The buy backs argument isn’t self-evident
When those growth stocks entered a catastrophic negative growth phase, many disillusioned investors wished they had dividends to invest elsewhere rather than leaving large sums to evaporate. Commentators on buybacks nod sagely as they explain the fiscal efficiency of stock repurchase over dividends because there is less tax on capital appreciation than on dividends. But what John Maynard Keynes said about economic prognostication applies to much investment analysis: its purpose is to make astrology look good.
Firstly, many investors – indeed, possibly most stockholders – are tax-exempt pension funds, endowments and not-for-profits of various kinds, which are not going to pay tax on their income. Even for those that might, however, the difference in the tax rates is so marginal as to be hardly worth worrying about, even if buybacks actually translated into visible cash for investors.
None of this is not self-evident. Theoretically, the reduction in the amount of tradable stock and the upward pressure from the purchases raise the stock price in the market, which then offers added value if and when the holder sells. Well, perhaps – but it seems a long shot, and even the paid coterie of compliant apologist analysts cannot compute a clear empirical correlation. Burning a pinch of incense on the altar of Mammon probably has as demonstrable a practical effect.
I used to think the real purpose of buybacks was to disguise the dilutive depredations on the outstanding stock of options issued to insiders. There is indeed a remarkable correlation between options and buybacks. This way the directors got a multiple halo effect: they avoid dilution, disguise the amount they are costing shareholders, and pretend to enrich the latter even as they pick their pockets.
If most of the stock bought with company money is then given away free to management, the financial effect on the market price is neutral. That does not stop people believing in the buyback effect, however. Certainly a public revelation that stock options for executives were costing the firm billions might not have been good for a company’s image or share price, as we can deduce from the hundreds of millions spent combating legislation and regulation to force firms to ‘expense’ such arrangements in the company statements. Lest we forget, ‘expensing’ was the euphemism for showing, transparently, how much executives took from shareholders.
But now there are extra reasons, and it goes deeper than even I suspected. There is indeed a quantifiable effect: reducing the number of shares increases the EPS, which might have some downstream effect on stock prices. But it definitely – and rather rapidly – clicks up progress in another part of the spreadsheet: executive options calculated on that number.

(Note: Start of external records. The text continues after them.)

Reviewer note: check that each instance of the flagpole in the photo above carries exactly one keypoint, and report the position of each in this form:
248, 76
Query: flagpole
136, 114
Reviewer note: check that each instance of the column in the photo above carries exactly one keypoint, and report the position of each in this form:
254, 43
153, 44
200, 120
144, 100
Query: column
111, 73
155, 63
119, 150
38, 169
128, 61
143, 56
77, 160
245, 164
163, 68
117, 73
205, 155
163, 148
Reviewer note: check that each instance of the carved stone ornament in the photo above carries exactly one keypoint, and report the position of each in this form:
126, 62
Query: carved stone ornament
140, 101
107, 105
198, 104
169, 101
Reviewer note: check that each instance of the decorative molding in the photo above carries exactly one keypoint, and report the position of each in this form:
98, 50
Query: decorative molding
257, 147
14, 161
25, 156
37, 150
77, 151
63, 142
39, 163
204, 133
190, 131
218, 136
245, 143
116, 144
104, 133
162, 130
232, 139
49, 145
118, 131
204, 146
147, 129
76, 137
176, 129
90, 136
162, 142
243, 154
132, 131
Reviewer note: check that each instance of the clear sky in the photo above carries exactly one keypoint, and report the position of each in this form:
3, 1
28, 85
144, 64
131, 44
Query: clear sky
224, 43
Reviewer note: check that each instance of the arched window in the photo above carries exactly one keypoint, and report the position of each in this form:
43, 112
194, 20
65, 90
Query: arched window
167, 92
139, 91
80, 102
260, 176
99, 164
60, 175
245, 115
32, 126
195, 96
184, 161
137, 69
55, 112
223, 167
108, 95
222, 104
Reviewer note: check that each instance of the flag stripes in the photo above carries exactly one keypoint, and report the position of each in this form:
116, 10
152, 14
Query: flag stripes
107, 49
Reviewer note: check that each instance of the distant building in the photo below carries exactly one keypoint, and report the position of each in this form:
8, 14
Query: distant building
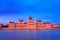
30, 24
11, 25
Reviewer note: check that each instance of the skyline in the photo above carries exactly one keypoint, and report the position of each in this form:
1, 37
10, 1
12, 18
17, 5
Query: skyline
45, 10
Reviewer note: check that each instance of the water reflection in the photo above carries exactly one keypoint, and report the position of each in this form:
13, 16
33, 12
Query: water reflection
30, 35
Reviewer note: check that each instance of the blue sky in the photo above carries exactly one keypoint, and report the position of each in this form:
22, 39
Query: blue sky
45, 10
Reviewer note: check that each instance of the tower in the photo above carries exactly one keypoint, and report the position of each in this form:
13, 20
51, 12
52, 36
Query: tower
1, 26
11, 25
39, 24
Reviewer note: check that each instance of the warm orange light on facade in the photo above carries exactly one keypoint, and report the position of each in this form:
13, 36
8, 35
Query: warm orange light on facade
30, 25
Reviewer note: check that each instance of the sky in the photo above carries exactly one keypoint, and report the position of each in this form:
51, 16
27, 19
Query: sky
45, 10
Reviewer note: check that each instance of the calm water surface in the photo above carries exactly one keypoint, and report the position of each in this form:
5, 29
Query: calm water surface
30, 35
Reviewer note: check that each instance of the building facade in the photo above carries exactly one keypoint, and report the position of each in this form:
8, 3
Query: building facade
31, 24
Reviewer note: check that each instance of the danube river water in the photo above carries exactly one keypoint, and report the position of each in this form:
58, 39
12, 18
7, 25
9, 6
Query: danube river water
30, 35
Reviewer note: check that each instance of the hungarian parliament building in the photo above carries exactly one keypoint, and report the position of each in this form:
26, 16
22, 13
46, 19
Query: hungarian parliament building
29, 25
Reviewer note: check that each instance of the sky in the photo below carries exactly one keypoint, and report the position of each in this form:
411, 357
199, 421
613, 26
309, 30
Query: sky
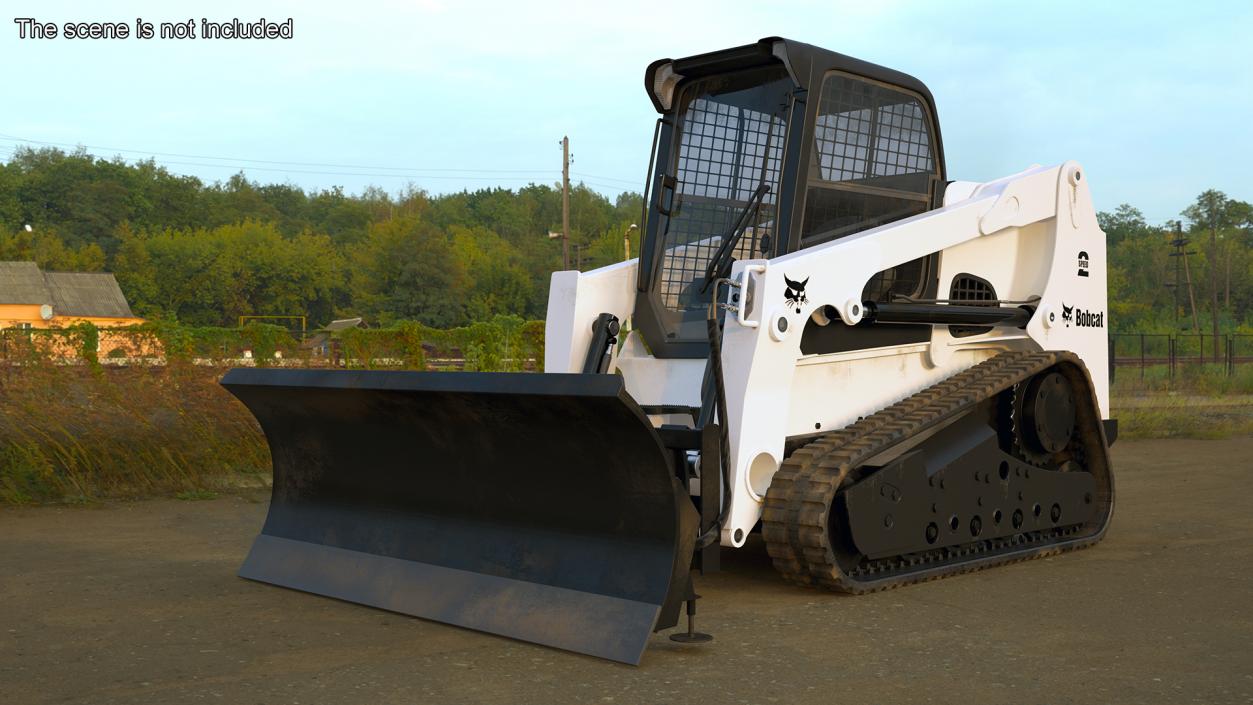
1155, 99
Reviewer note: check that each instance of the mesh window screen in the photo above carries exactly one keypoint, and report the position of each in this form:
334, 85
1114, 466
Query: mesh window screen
872, 164
731, 139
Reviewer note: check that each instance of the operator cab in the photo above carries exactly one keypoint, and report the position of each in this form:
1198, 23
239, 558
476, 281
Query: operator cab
785, 145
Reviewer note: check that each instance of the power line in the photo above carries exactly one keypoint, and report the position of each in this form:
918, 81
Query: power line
452, 173
13, 138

Now, call me a grouchy old cynic, but could this be a consequence of the 2006 rules mandating expensing and say-on-pay results? Needy executives then had to show they had earned the extra options they were raking in, and EPS is a plausibly solid metric to show restless shareholders, who might not notice that the S&P 500 spent $400 bn on share buybacks last year, boosting EPS to more than 6 percent, while the companies’ actual net income only grew 5 percent – and CEO options rose to record heights. I can’t help but suspect a closer statistical relationship here than between stock buybacks and rising share prices.